Kto się łudził, że jest drużyna, która może stanąć na drodze do złota Hiszpanom na Eurobaskecie, to dzisiaj musiał przełknąć gorzką pigułkę.
Dzisiaj na przeciwko obrońcom trofeum stanęli niepokonani dotąd Francuzi. Kibice basketu mieli więc nie lada gratkę spodziewając się ogromnych emocji. Niestety w meczu nie zagrali ani minuty Michael Gelabale, Joakim Noah i Tony Parker, przez co można usprawiedliwić końcowy wynik meczu.

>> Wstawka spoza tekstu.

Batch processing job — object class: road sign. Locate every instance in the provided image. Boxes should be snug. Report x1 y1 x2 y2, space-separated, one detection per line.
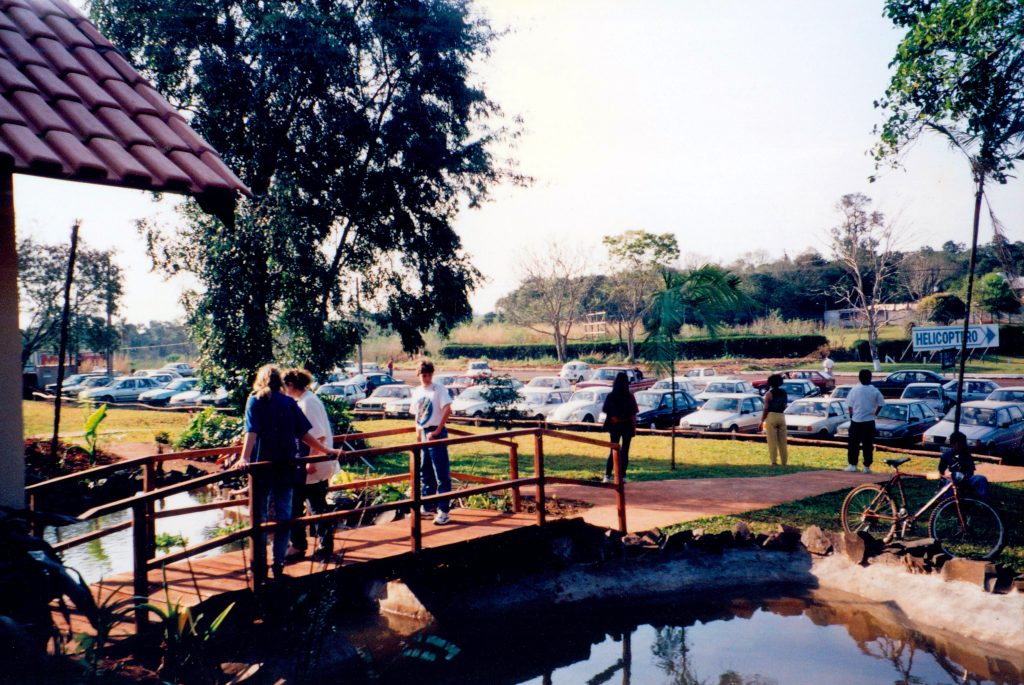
913 324 999 352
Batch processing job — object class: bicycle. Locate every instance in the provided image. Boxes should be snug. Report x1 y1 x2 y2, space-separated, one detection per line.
841 457 1006 559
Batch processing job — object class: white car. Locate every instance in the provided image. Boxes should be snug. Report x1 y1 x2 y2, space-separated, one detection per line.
355 385 413 412
558 361 590 383
526 376 572 390
782 397 847 437
694 379 757 402
899 383 950 416
679 393 764 433
548 388 611 423
515 388 572 419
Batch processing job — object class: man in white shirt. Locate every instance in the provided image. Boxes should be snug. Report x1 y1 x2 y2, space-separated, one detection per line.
846 369 886 473
410 361 452 525
282 369 340 559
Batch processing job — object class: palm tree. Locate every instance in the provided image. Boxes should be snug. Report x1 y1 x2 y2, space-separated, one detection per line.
645 264 748 469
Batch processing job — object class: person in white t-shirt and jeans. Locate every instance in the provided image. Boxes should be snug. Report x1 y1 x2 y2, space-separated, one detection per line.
411 361 452 525
282 369 340 559
846 369 886 473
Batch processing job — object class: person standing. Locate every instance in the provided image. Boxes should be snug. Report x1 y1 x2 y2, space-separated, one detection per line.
601 371 640 483
411 360 452 525
761 374 790 466
283 369 339 559
228 365 341 579
846 369 886 473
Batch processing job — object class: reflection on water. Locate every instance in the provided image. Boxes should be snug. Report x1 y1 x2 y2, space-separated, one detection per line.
44 490 245 583
350 595 1024 685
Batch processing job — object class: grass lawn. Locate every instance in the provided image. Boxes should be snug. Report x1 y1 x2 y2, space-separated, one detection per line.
22 401 189 447
671 480 1024 573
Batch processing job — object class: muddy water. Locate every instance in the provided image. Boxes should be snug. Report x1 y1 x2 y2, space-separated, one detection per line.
347 594 1024 685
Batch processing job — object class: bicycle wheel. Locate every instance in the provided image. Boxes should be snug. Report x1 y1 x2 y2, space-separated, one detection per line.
929 499 1006 559
840 483 896 538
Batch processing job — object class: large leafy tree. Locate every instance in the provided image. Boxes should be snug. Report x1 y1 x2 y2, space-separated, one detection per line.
90 0 521 381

I takowe pojawiły się w pierwszej części meczu, kiedy to obie drużyny szły „łeb w łeb” nie pozwalając sobie na odskoczenie na większą różnicę punktową. Po pierwszej kwarcie wynik brzmiał 22:21 dla Francji, po drugiej 39:38 dla Hiszpanii.

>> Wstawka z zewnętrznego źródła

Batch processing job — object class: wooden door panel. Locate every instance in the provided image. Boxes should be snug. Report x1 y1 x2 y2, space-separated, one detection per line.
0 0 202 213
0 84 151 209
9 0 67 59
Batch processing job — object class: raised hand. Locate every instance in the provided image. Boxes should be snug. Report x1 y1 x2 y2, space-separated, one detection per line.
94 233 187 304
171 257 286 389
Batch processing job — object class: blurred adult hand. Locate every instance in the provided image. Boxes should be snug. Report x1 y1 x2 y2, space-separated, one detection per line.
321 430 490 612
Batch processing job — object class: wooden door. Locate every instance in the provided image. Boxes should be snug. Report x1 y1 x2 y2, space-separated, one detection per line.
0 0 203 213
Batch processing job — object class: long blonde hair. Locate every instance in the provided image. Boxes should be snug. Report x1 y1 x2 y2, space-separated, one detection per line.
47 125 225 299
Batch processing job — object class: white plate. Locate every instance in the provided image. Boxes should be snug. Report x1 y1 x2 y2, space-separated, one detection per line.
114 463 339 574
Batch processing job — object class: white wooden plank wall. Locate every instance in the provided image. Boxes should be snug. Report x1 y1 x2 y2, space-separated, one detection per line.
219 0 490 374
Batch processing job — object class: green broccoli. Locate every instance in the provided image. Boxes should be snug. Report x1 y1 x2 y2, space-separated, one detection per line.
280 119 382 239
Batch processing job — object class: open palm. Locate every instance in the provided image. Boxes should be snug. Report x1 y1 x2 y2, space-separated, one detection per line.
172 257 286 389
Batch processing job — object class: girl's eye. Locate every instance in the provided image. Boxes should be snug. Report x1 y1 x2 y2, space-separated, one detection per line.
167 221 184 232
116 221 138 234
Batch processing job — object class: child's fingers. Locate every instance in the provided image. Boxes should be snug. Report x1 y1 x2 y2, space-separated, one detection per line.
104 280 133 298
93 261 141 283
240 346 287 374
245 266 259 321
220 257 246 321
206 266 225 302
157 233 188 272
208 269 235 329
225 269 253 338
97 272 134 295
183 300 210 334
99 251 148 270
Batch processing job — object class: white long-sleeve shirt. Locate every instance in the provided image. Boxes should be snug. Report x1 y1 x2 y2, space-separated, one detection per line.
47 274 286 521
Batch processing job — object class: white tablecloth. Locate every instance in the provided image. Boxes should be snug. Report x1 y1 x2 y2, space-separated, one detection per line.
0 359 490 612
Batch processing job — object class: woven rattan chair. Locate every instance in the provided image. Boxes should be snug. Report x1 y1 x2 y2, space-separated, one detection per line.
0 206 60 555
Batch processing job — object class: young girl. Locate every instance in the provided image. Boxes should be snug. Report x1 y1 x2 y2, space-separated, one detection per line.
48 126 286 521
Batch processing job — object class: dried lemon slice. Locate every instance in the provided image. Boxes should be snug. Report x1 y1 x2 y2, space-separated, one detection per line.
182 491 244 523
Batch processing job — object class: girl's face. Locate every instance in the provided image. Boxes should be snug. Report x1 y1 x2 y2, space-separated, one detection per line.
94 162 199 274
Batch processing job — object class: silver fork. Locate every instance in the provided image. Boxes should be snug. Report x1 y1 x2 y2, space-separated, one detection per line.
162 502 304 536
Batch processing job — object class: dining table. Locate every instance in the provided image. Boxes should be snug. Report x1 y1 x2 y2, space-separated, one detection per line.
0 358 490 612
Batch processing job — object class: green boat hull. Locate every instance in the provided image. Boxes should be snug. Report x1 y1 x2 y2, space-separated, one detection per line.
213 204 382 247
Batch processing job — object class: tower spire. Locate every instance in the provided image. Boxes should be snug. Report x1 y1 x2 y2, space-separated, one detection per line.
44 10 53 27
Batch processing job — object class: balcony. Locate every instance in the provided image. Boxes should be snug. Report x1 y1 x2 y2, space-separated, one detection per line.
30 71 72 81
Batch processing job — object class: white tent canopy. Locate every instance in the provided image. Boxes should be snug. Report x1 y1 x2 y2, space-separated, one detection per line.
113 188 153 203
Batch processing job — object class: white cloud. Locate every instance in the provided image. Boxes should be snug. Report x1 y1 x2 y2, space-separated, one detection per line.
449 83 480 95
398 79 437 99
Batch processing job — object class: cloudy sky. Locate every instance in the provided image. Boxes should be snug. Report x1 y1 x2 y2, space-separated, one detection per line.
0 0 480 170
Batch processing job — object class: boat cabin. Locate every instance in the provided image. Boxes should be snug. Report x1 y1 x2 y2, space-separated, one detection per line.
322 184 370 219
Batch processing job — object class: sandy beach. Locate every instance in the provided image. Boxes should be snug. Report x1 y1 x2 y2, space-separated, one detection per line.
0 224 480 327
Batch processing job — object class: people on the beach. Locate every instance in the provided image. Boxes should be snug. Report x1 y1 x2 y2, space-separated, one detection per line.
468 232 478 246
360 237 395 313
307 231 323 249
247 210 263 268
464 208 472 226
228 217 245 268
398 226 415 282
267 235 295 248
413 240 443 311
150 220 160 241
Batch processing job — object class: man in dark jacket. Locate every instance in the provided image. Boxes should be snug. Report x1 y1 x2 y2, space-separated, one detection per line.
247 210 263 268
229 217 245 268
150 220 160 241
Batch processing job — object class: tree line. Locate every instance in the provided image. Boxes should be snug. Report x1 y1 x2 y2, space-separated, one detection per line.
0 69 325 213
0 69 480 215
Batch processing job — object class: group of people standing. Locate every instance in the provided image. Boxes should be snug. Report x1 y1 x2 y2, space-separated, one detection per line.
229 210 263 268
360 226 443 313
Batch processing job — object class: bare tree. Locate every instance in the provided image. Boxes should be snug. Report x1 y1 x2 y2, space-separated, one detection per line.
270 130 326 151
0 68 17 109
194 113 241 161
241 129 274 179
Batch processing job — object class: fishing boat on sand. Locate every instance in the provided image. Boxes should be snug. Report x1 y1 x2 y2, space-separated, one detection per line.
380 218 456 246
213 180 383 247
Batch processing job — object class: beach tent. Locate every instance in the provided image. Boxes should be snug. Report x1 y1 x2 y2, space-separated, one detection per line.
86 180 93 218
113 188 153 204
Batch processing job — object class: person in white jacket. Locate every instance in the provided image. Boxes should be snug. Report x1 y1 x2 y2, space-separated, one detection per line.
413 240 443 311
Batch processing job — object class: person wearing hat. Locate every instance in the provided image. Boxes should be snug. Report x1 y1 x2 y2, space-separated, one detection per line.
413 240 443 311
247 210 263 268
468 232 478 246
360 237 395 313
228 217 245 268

Przełomowa okazała się trzecia kwarta, kiedy to przez osiem minut Francuzi byli w stanie uzyskać zaledwie 4 punkty przy 27 Hiszpanów. W okresie tym Francuzi mieli spory problem z ułożeniem gry w ataku popełniając aż 8 strat z 17, jakie popełnili w całym meczu. Na szczególne słowa uznania zasłużył przede wszystkim Rudy Fernandez, który w trzeciej ćwiartce zdobył 13 punktów, a w całym spotkaniu 15 punktów, 4 zbiórki, 6 asyst oraz 3 przechwyty.

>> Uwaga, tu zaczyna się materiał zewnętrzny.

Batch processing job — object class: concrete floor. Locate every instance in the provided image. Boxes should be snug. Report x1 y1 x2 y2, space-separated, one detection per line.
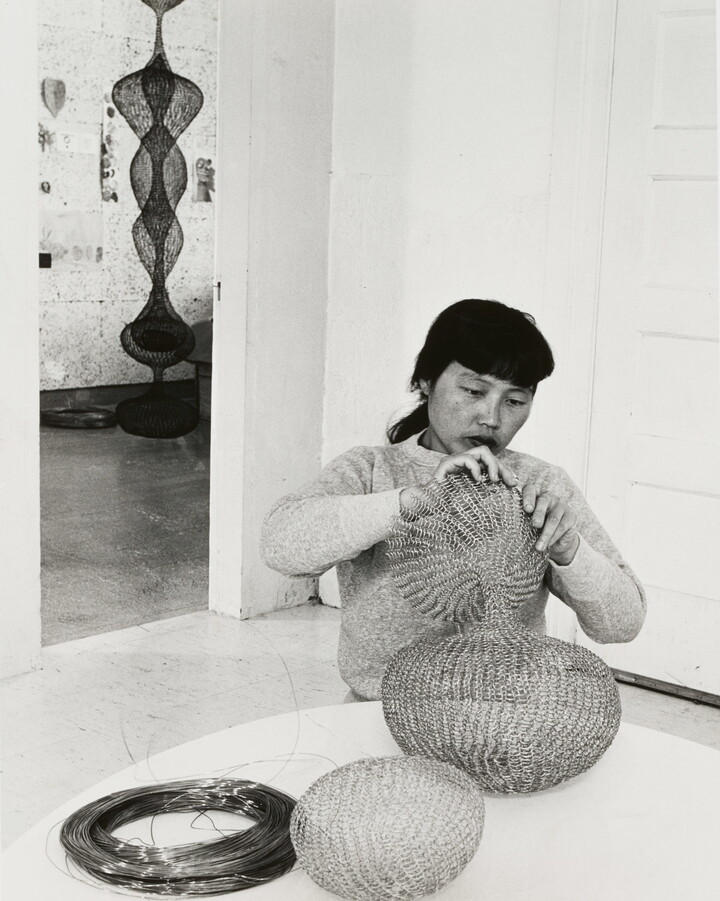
40 422 210 645
14 423 720 856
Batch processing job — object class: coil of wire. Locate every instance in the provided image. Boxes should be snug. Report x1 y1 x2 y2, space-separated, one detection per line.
60 779 295 895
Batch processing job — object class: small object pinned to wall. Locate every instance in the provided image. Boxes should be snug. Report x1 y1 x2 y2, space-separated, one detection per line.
100 89 119 203
40 210 103 269
38 122 55 153
40 78 67 116
53 130 97 156
192 150 215 203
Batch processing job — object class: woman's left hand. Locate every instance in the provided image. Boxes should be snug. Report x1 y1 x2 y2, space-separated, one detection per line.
522 483 580 566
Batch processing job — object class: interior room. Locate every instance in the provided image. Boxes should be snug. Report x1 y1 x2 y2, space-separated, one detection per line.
0 0 720 901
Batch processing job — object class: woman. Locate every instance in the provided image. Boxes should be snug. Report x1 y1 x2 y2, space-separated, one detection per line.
262 300 645 700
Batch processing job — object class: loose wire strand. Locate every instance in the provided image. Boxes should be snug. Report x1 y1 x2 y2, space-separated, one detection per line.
60 779 295 896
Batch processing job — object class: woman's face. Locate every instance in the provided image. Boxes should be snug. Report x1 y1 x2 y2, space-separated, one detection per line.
420 362 533 454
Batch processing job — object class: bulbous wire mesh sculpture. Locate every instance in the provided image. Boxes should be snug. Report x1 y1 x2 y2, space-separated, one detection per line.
112 0 203 438
290 757 485 901
382 475 621 792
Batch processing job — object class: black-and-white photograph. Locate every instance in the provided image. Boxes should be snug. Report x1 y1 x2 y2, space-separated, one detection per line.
0 0 720 901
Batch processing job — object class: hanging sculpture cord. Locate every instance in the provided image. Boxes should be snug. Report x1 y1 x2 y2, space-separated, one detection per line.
382 475 620 792
112 0 203 438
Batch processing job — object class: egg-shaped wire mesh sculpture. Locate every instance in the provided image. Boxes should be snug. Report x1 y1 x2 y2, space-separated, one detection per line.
382 475 621 792
112 0 203 438
290 757 485 901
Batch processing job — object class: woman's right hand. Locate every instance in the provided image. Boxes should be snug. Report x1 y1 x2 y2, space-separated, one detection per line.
400 444 518 508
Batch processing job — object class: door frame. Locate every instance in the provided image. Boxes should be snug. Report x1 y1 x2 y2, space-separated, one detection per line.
540 0 617 641
0 0 41 678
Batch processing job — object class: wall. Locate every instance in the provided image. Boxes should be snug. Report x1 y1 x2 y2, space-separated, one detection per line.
37 0 217 389
210 0 334 616
0 2 40 678
323 0 559 460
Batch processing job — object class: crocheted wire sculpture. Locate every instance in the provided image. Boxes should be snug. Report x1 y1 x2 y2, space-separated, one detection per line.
382 475 621 792
290 757 485 901
112 0 203 438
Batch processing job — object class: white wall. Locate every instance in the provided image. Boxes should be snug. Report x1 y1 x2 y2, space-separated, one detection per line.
210 0 334 616
0 2 40 677
323 0 559 460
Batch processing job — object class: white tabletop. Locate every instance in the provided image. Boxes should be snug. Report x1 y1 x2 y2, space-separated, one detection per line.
2 703 720 901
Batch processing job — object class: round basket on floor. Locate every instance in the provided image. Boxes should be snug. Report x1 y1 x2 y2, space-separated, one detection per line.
382 476 621 792
290 757 485 901
40 407 117 429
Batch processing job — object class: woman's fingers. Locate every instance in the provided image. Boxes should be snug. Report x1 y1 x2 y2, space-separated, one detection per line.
523 483 538 513
434 453 482 482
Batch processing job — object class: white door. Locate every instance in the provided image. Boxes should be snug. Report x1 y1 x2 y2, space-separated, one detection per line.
581 0 720 694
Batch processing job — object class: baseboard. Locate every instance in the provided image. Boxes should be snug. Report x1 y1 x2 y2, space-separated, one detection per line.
40 379 197 410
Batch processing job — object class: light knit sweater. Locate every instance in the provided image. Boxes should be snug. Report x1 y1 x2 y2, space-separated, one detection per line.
262 435 645 699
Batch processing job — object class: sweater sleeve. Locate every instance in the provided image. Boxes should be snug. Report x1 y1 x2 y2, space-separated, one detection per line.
546 470 646 644
261 448 401 576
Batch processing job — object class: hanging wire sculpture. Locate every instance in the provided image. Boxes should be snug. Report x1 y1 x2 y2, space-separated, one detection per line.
382 475 621 792
112 0 203 438
60 779 295 896
290 757 485 901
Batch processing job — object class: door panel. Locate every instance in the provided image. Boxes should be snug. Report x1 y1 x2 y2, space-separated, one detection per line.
580 0 720 694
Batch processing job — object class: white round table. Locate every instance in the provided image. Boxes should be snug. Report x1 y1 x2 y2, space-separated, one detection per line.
2 703 720 901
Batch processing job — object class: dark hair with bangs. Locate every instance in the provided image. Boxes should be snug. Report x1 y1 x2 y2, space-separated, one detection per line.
387 299 555 444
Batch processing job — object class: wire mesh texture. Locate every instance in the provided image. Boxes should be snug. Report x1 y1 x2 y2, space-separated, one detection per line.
290 757 485 901
60 779 295 896
112 0 203 438
382 475 621 792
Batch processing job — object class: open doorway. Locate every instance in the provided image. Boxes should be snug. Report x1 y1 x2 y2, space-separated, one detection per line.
37 2 217 645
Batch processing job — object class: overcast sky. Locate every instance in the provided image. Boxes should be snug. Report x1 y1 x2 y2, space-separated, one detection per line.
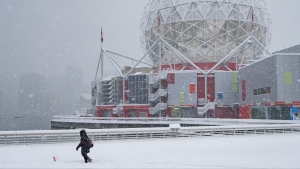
0 0 300 88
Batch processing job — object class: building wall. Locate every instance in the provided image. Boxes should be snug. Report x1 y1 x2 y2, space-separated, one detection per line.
238 57 277 105
239 54 300 104
275 54 300 102
215 72 239 106
168 72 197 106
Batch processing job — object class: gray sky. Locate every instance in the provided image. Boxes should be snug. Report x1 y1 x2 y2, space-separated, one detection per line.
0 0 300 89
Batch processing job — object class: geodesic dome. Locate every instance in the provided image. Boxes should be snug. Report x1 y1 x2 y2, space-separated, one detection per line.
141 0 271 63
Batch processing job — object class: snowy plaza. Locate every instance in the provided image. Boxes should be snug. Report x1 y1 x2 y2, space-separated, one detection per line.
0 134 300 169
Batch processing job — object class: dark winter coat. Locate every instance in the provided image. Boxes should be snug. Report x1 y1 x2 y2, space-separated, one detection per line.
76 130 90 153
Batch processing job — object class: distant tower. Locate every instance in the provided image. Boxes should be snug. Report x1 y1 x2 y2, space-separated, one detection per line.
19 73 44 112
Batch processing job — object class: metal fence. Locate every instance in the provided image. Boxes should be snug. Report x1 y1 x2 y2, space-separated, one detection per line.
0 124 300 145
51 116 300 126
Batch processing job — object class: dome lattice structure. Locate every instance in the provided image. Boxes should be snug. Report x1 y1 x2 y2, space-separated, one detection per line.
141 0 271 63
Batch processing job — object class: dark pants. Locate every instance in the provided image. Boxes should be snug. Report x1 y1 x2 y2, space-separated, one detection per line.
81 149 90 163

Trójkolorowi przegrali także „deskę” w stosunku 28:35 oraz kiepsko rzucali z dystansu – ledwo 3 rzuty na 11 oddanych znalazło drogę do celu. Znacznie lepiej w tym względzie szło ich oponentom, którzy trafili aż 10 krotnie.
Bracia Gasol tym razem nie byli pierwszoplanowymi postaciami na placu gry, ale wobec dobrej postawy kolegów po prostu nie było takiej konieczności, aby długo trzymać ich na parkiecie.
Bez względu na wynik Litwy z Niemcami to Hiszpania zajmie pierwsze miejsce w grupie E, natomiast Francja musi zadowolić się drugą lokatą.
Francja – Hiszpania 69:96 (22:21,16:18, 10:29, 21:28)
Seraphin 18, Traore 16, De Colo 10 – Navarro 16, Fernandez 15, P.Gasol 11, Reyes i Ibaka po 10
chyba Francja : Hiszpania ;)
o co chodzi? bo nie bardzo czaję
Ja poprawilem,byly Niemcy:)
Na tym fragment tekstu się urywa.